Alternatives considered
- Stay on third-party kernels (do nothing). Rejected by the directive — it forecloses owning the
reasoning substrate and the ADR-0010 flywheel. Legitimately the safe default; if this ADR is rejected, this is what we keep, and Qwen2.5-Coder remains the local lead.
- Adopt the vendor vLLM fork as our serving path. Rejected — un-evolvable black box, bf16-only,
≥24 GB (won't fit theGB box), and gives us no ability to adjust the forward or quantize. Fails the "weights adjusted in future design" requirement.
- Train a Σ₀ model from scratch. Rejected for now — orders of magnitude more compute than we have;
bootstrapping from an Apache-2.0 looped-coder checkpoint gets a capable base for the cost of a modeling file + parity work.

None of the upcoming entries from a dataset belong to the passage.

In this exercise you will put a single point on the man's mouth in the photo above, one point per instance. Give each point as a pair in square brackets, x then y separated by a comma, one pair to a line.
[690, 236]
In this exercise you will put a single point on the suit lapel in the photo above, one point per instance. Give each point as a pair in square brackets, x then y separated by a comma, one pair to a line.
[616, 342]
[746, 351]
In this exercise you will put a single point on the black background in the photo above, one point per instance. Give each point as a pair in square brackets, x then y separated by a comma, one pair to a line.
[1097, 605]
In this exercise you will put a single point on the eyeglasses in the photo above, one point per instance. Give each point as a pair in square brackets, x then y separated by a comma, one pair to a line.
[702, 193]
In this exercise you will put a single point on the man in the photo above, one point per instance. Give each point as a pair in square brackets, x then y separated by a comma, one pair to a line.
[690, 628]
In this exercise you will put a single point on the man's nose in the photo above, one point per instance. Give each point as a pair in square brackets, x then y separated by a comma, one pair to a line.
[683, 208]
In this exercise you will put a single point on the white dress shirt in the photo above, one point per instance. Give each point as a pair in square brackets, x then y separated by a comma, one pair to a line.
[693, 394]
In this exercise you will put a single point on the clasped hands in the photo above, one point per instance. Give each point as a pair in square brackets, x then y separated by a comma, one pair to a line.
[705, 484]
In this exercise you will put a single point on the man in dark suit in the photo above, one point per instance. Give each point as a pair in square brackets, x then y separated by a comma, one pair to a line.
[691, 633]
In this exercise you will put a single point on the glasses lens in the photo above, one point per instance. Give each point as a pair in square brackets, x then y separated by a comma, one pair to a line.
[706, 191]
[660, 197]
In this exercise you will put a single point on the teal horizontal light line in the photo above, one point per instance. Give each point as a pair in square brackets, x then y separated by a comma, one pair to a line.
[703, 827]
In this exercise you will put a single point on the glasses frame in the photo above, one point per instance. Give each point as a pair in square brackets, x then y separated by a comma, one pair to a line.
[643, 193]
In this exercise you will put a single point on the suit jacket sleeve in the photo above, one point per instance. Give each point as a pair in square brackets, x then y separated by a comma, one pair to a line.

- Build on Ouro instead of PLT. Not mutually exclusive — Ouro stays the registered recurrent-depth
research front. PLT is chosen as the bootstrap because a strong, permissively-licensed coder checkpoint already exists; a future ADR may converge the two looped families.
Evidence
| Claim | Evidence (file:line / commit / PR) | Confidence | Source |
|---|---|---|---|
HF repo ships weights + config + tokenizer but no modeling_*.py; auto_map wires only AutoConfig |
HF API siblings list (3 safetensors shards + index, no modeling.py); local config.json auto_map |
High | huggingface.co API + D:/hf-cache/.../config.json |
PLT =shared layers × plt_num_loops=2, cross-loop processing + gated mixed attention |
configuration_iquestpltcoder.py:20-95 (docstring) |
High | model repo |
| Arch params: hidden 5120, GQA 40/8, head_dim 128, SwiGLU/SiLU, RMSNorm, RoPE θ=500000, vocab 76800, ctx 131072, bf16 (~9B) | config.json |
High | model repo |
Vendor's only serving path is a custom vLLM fork (yxing-bj/vllm), bf16, no quant |
README.md serve command | High | model card |
On-box transformers load fails (Unrecognized configuration class … for AutoModelForCausalLM) → DONT_BUILD |
experiments/loopcoder_v2_4bit_probe.py; data/convergence/loopcoder-probe-log.jsonl |
High | this repo, 2026-06-29 |
| Adapter-only weight updates are the sanctioned future-weights path | ADR-0010 | High | repo ADR |
| Model plugs in as one interchangeable, evidence-gated registry entry | local-model-registry.js:130-148, #1597 |
High | repo |
| Σ₀ council exists and runs on real decisions | #1598, [[dogfood-loop-reliable-and-council-wired]] | High | repo |
| LoopCoder-V2 is Apache-2.0 (legal to fork weights) | local-model-registry.js:147 note; model card license |
Med | model card |
| Looped/recurrent depth is the Σ₀ Reason lever | [[sigma0-coder-spiral-consolidation]], [[ouro-adaptive-compute-gate]] | Med | repo research |